Reprenons notre comparaison automobile. Vous allez conduire votre carrière comme votre voiture : commencer par embrayer en « première » pour démarrer, passer très vite en seconde pour rouler normalement, monter en « troisième » pour prendre de la vitesse et terminer en quatrième seulement si l’état de la route le permet.

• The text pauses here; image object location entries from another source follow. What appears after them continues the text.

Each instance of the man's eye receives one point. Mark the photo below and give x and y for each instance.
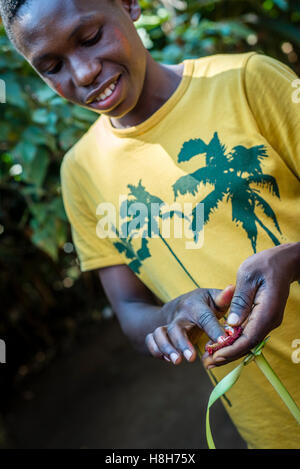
(93, 40)
(57, 68)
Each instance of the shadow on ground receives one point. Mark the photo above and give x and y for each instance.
(102, 394)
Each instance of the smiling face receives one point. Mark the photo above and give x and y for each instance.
(87, 50)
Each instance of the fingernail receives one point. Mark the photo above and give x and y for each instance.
(187, 353)
(233, 319)
(219, 359)
(174, 357)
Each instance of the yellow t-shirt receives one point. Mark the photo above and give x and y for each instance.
(228, 137)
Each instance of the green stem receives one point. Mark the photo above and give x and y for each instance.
(278, 386)
(178, 260)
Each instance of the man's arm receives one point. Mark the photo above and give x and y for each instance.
(137, 308)
(163, 329)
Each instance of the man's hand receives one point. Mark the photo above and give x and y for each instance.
(261, 293)
(194, 312)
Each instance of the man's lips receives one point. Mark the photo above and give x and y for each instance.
(98, 91)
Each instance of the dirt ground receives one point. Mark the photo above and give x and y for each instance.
(102, 394)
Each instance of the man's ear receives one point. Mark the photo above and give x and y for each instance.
(133, 8)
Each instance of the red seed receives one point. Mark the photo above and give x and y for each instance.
(232, 333)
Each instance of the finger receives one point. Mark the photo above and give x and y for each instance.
(179, 338)
(152, 347)
(165, 346)
(243, 298)
(208, 321)
(265, 316)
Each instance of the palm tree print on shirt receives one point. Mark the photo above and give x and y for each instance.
(232, 174)
(149, 224)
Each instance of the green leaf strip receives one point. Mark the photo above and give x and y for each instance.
(229, 380)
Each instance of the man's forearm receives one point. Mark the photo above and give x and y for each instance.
(138, 319)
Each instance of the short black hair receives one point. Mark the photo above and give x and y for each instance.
(8, 11)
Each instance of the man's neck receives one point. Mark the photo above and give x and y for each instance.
(161, 81)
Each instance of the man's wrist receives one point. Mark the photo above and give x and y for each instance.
(295, 253)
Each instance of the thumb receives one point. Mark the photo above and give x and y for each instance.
(241, 304)
(224, 298)
(208, 316)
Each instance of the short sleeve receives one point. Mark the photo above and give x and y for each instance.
(93, 252)
(273, 92)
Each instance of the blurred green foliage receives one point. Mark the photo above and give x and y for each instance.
(44, 297)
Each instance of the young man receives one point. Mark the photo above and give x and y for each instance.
(222, 131)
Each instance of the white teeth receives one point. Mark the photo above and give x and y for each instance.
(107, 92)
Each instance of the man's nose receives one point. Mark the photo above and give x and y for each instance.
(85, 71)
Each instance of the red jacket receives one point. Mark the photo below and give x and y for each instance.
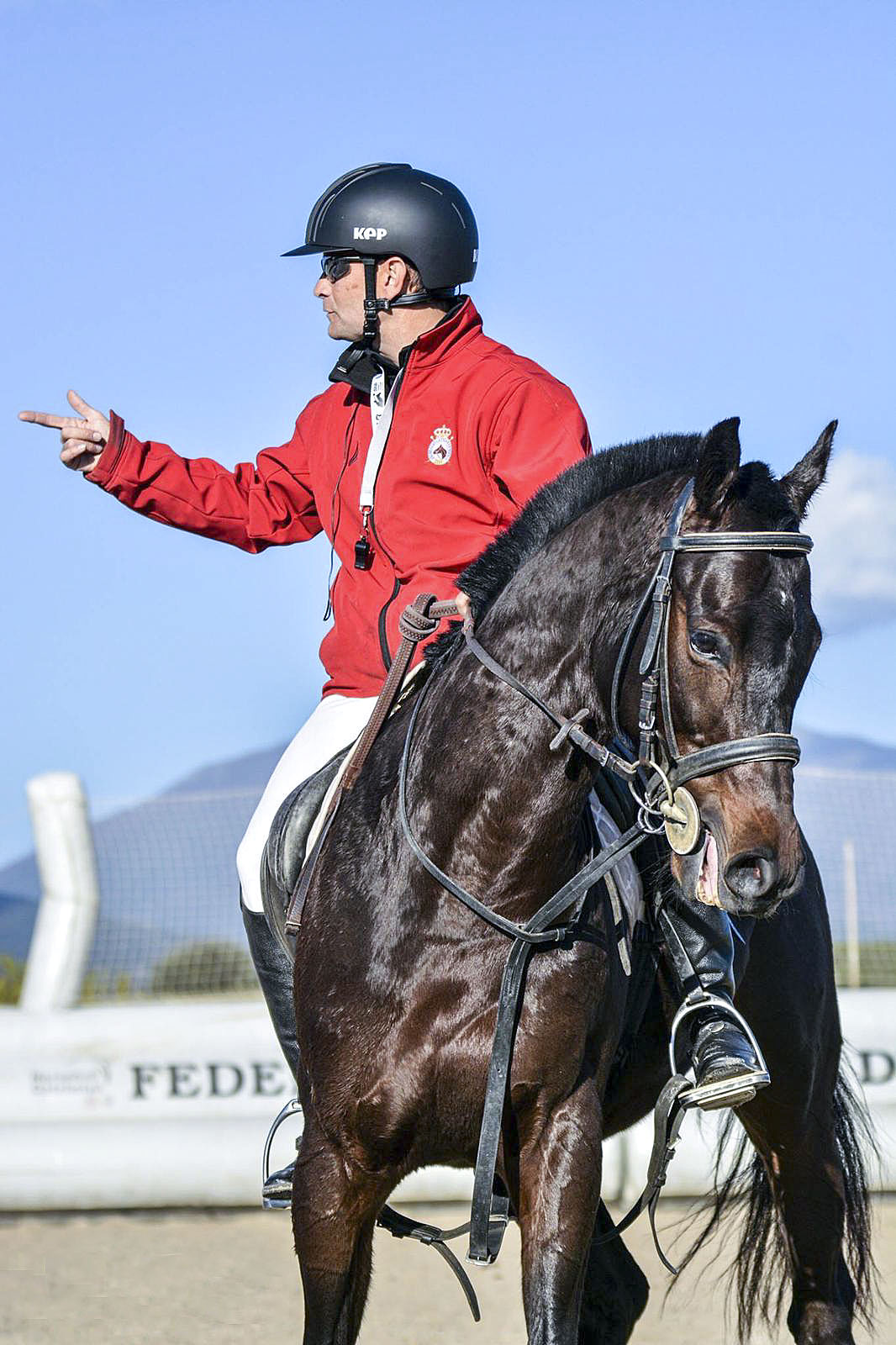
(475, 432)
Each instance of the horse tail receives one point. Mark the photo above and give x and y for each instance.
(741, 1187)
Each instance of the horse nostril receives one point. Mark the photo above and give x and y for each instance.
(752, 873)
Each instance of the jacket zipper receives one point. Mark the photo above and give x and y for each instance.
(381, 623)
(383, 646)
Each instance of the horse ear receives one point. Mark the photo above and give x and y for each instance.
(804, 481)
(717, 467)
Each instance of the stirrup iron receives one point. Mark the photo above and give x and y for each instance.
(727, 1093)
(288, 1110)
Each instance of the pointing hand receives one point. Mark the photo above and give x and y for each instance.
(84, 436)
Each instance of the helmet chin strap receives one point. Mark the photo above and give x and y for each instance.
(373, 306)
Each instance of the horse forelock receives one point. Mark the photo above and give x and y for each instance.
(582, 488)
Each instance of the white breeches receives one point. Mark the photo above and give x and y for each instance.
(336, 723)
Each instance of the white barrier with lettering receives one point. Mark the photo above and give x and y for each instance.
(170, 1103)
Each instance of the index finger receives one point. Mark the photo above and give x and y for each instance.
(46, 419)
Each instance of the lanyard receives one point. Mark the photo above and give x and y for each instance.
(381, 409)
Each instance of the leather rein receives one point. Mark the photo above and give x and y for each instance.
(656, 780)
(662, 797)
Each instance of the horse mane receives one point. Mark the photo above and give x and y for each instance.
(580, 488)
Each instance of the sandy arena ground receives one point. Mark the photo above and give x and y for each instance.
(195, 1278)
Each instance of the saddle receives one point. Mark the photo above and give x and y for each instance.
(287, 847)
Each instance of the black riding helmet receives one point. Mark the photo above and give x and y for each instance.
(387, 210)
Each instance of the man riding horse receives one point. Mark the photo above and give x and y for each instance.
(427, 444)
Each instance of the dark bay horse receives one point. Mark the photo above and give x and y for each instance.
(397, 984)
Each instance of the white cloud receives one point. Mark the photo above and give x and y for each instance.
(853, 524)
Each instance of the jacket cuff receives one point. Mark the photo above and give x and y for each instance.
(105, 468)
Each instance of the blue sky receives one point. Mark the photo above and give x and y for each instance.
(685, 213)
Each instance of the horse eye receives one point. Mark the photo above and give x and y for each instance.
(705, 643)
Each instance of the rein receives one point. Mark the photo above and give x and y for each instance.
(656, 780)
(663, 797)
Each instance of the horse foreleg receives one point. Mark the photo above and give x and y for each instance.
(559, 1196)
(615, 1293)
(806, 1184)
(334, 1208)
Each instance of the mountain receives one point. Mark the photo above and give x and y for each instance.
(167, 865)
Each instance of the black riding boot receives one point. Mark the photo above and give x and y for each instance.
(727, 1068)
(275, 977)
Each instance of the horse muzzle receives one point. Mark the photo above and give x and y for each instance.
(751, 883)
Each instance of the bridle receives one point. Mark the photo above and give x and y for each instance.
(660, 773)
(660, 757)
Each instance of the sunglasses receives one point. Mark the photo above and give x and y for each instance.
(336, 266)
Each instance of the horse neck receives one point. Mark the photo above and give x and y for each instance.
(556, 625)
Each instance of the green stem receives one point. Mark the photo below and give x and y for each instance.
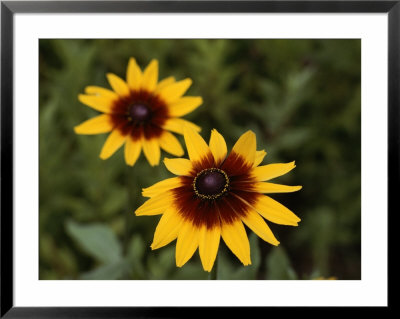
(214, 271)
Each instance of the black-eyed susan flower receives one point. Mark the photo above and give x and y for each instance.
(213, 195)
(140, 113)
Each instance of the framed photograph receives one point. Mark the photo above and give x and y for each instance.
(158, 156)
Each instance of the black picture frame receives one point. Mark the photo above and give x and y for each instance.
(9, 8)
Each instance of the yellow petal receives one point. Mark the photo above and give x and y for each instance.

Votre carrière va se dérouler. au rythme de ces quatre « temps » : à la première vitesse correspond la formation ou l’apprentissage ; à la « seconde » le rodage ou l’acquisition d’une expérience ; à la « troisième », l’exercice des premières responsabilités ; à la « quatrième » enfin, l’accès aux postes de décisions. Plus vous avancerez, plus le passage à la vitesse supérieure sera difficile. Vous passerez facilement de « première » en « seconde », plus ou moins vite de « seconde » en « troisième ». La course sera déjà en partie jouée au moment où vous l’engagerez : la vitesse acquise vous permettra ou non de pousser votre moteur au maximum de son rendement. Après, la grande majorité continuera à rouler à cette allure ; quelques uns seulement monteront en « quatrième ». Chacune de ces vitesses joue un rôle par rapport à votre évolution personnelle (développement de votre maturité, réalisation du moi) et professionnelle (acquisition d’une expérience effective). Si vous les passez mal, votre moteur grincera, se bloquera, ou pire, tombera en panne. Aussi, pour vous éviter ces ennuis mécaniques, en précisons nous ici les rôles respectifs avant de les analyser plus profondément.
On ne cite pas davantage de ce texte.